Todo para fingir apoyos entusiastas en una contienda que no era tal, pues el resultado de las elecciones estaba predeterminado y era conocido por todos. Como ironizó Jorge Ibargüengoitia en 1976 “El domingo son las elecciones, ¡qué emocionante! ¿Quién ganará?”. Por supuesto, todo se hacía pasando por encima de la legalidad, aunque, al menos, se fingía su cumplimiento.

Pero cuando muchos creíamos que ese abyecto pasado había quedado atrás, resulta que las maneras de hacer las cosas son pertinaces, la política a la mexicana está tan viva como en el antiguo régimen y tiene en López Obrador a un exponente distinguido

Ahora el Presidente de la República y su partido Morena quieren que aceptemos una nueva ficción, aunque como en los tiempos del PRI nadie se la crea: que los políticos que renunciaron a su cargo y recorren ahora el país compiten por ser “coordinadores de la defensa de la cuarta transformación”. Quieren que todos aceptemos el fingimiento y que la autoridad electoral acepte la añagaza.

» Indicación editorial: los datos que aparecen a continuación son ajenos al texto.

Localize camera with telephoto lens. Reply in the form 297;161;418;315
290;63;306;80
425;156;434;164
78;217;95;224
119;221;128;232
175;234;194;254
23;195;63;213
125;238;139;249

Lo grave es que el Instituto Nacional Electoral, aturrullado, cede ante la ficción y asume el papel de comparsa en este carnaval de fingimientos, con un instructivo para la simulación, como lo ha llamado Raúl Trejo Delabre. Con ello, el organismo electoral pierde su alma, pues su razón de ser desde la creación del IFE en la última década del siglo pasado, que ha sido precisamente acabar con la ficción electoral.

Si el INE estuviera realmente comprometido con la legalidad, todos los participantes de la mascarada deberían quedar impedidos para ser candidatos, después de la descarada campaña electoral que han emprendido. Pero ya ha quedado claro que el Presidente de la República está dispuesto a pasar por encima de la Constitución y de toda la institucionalidad construida durante el último cuarto de siglo con tal de imponer a su sucesor, cueste lo que cueste, pues para él la legalidad no es más que un cascarón que se puede torcer a modo.

Visto lo visto, pecamos de ingenuos los que creímos que la transición democrática era el primer paso para terminar con el fingimiento legal y, por fin, lograr que en México el orden jurídico fuera el marco real de reglas del juego, y no toda la maraña de reglas no escritas que tenían como pieza clave la sumisión a la voluntad autocrática.

Jorge Javier Romero Vadillo
Politólogo. Profesor – investigador del departamento de Política y Cultura de la UAM Xochimilco.